Les trois entraîneurs de position particulièrement importants dans la Ligue canadienne sont l’entraîneur de ligne à l’attaque, l’entraîneur des demis défensifs et le coordonnateur défensif, c’est là où le jeu est pas mal différent du football américain. Ça va être à surveiller.

La tentation d’aller dans la NFL

Pour revenir aux quart-arrières disponibles, je ne vois aucun d’entre eux aller dans la NFL.

Reilly est trop vieux. Par contre, il y a beaucoup d’indices qui portent à croire qu’il se joindra aux Lions de la Colombie-Britannique. Leur directeur général Ed Hervey était auparavant DG à Edmonton et c’est lui qui avait transigé avec les Lions pour amener Reilly, donc il y a un lien entre les deux. De plus, durant la saison-morte, Reilly habite à Seattle tout près de Vancouver. On dit que Reilly pourrait faire sauter la banque, mais du calme. Avec un plafond salarial (qui était de 5,2 millions l’an passé), il faut qu’il en reste pour les autres. S’il ne reste plus de sous pour payer ta ligne à l’attaque, ta carrière sera peut-être écourtée parce que tu vas te faire maganer.

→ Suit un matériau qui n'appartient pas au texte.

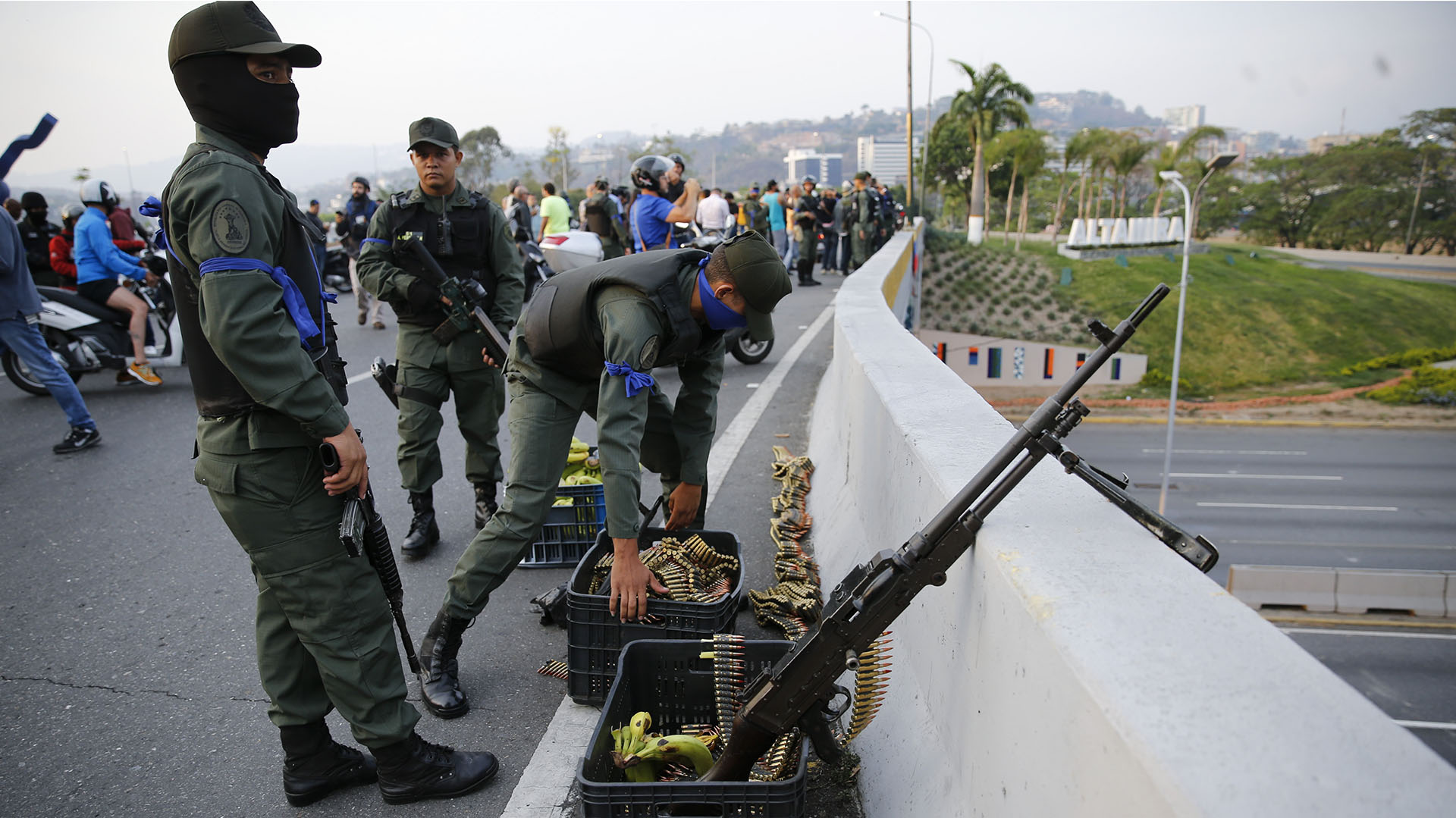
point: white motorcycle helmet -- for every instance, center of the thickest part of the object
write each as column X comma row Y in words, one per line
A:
column 99, row 191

Pour ce qui est de Bo Levi Mitchell, il va s’essayer dans la NFL, mais d’après ce que j’en sais, il ne semble pas satisfait de sa situation pour l’instant car il n’a pas d’offres sérieuses. Si tu arrives là avec un contrat de base sans garantie ou de boni à la signature, ça donne l'impression que tu vas devoir te contenter d'être un simple gars sur l'équipe d'entraînement. Mitchell est un gros poisson dans la LCF. Il a quand même un bon salaire avec les Stamps, il joue en masse et c’est un bon joueur partant. Il va bien y réfléchir.

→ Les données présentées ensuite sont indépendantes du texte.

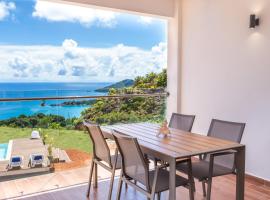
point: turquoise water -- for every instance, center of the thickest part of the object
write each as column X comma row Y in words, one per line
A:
column 3, row 151
column 20, row 90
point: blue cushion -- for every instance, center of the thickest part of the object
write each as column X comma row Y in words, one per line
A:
column 16, row 159
column 37, row 158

Ce n’est pas évident dans la NFL de la façon que ça fonctionne. Les joueurs de la LCF qui veulent aller dans la NFL comme Tevaughn Campbell, ce sont les premiers à signer des contrats durant la saison-morte en vue de la prochaine campagne. En janvier, les organisations ont le temps de t’observer et de t’évaluer, et ils peuvent penser à ce moment-là que tu peux les aider. Par contre, en février, le marché des joueurs autonomes s’ouvre dans la NFL, puis il y a la date limite des transactions et le repêchage, ce qui affecte la charte des positions. Bien des choses peuvent arriver : par exemple les dirigeants pensaient perdre un de leurs joueurs mais ils ont finalement pu le garder, ou bien ils ont été capables de repêcher un joueur qu’ils croyaient ne plus être disponible une fois leur tour venu dans l’ordre de sélection. Bref, le portrait peut changer drastiquement entretemps et tes chances diminuent. C’est ça qui est dur dans la NFL. Donc à moins d’avoir des conditions béton, qu’ils démontrent sérieusement leur intérêt envers toi, c’est dur de se commettre dans la NFL. En même temps, je comprends les gars de vouloir tenter leur chance. Si tu n’essaies pas, tu ne sauras jamais ce qui peut arriver, mais je ne crois pas que Mitchell va s’essayer à tout prix considérant qu’il est bien établi dans la LCF.

Bref, on a hâte de voir ce qui va se passer dans la LCF et quelle sera l’identité des nouveaux joueurs des Alouettes.